One Last Moment to Celebrate Amar'e Stoudemire

Stoudemire's season gets recognition it deserves.

For just a moment, forget the last four games of the Knicks season.

Forget also the way the team struggled to find its way after the trade for Carmelo Anthony and forget the fact that they play defense with all the intensity of a security guard getting paid minimum wage. Forget, in other words, all the negatives about the 2010-11 Knicks season and just think about Amar'e Stoudemire.

Think about the way he blew into New York last summer full of big talk about restoring pride and excitement to Madison Square Garden. And then think about the way he backed up every single word by putting the team on his back night after night.

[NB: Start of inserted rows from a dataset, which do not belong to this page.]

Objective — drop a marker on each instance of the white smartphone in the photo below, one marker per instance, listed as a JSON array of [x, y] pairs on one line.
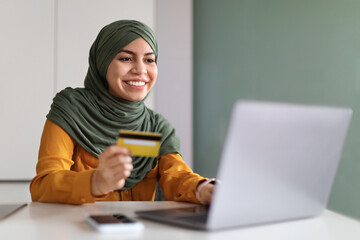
[[115, 223]]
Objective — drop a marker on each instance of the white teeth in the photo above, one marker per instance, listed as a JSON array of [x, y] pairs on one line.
[[137, 83]]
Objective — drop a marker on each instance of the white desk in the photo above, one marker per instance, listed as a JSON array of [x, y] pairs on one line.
[[59, 221]]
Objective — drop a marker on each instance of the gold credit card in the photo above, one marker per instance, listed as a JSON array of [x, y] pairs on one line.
[[140, 143]]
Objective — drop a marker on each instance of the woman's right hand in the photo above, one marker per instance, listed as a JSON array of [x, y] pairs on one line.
[[115, 165]]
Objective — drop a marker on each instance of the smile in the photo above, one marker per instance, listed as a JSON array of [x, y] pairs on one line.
[[136, 83]]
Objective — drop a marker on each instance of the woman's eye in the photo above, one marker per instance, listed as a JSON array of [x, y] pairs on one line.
[[125, 59]]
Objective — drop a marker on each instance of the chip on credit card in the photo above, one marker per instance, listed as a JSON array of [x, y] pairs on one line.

It would also be nice to think about the way he did it. Everyone knew Stoudemire was a talented player, but he showed multitudes when it came to leadership on and off the court.

Those efforts were rewarded Thursday when the NBA announced that Stoudemire was voted onto the All-NBA second team alongside Dwyane Wade, Dirk Nowitzki and others. It is the first time a member of the Knicks was named to one of the NBA's postseason teams since Patrick Ewing made the second team in 1996-97.

That's a very long time to wait for a superlative player, making it all the more remarkable to watch the way Stoudemire walked through the door and took over the town. He's sharing the stage with Anthony (who fell 14 votes shy of the third team) now, of course, but there's no doubting who was the guy that brought Knicks basketball back to relevance.

He's now gotten his due for leading the team to take that gigantic leap so that means it is officially time to turn the page from last season. That bad ending doesn't make that accomplishment any less significant but it does serve as a reminder of how much work remains to be done to make the next step in the evolutionary process.

Stoudemire will be a big piece of that, obviously. His biggest task now is figuring out a way to form a combination with Anthony that brings out the best in both men rather than the alternating superstar show we watched over the last quarter of the season.

If he can do that, he might lose some votes for postseason laurels to his teammate but he will almost certainly be on a team that wins more games and goes deeper into the playoffs. These are sacrifices worth making because anything else will simply be a slightly sweeter flavor of failure.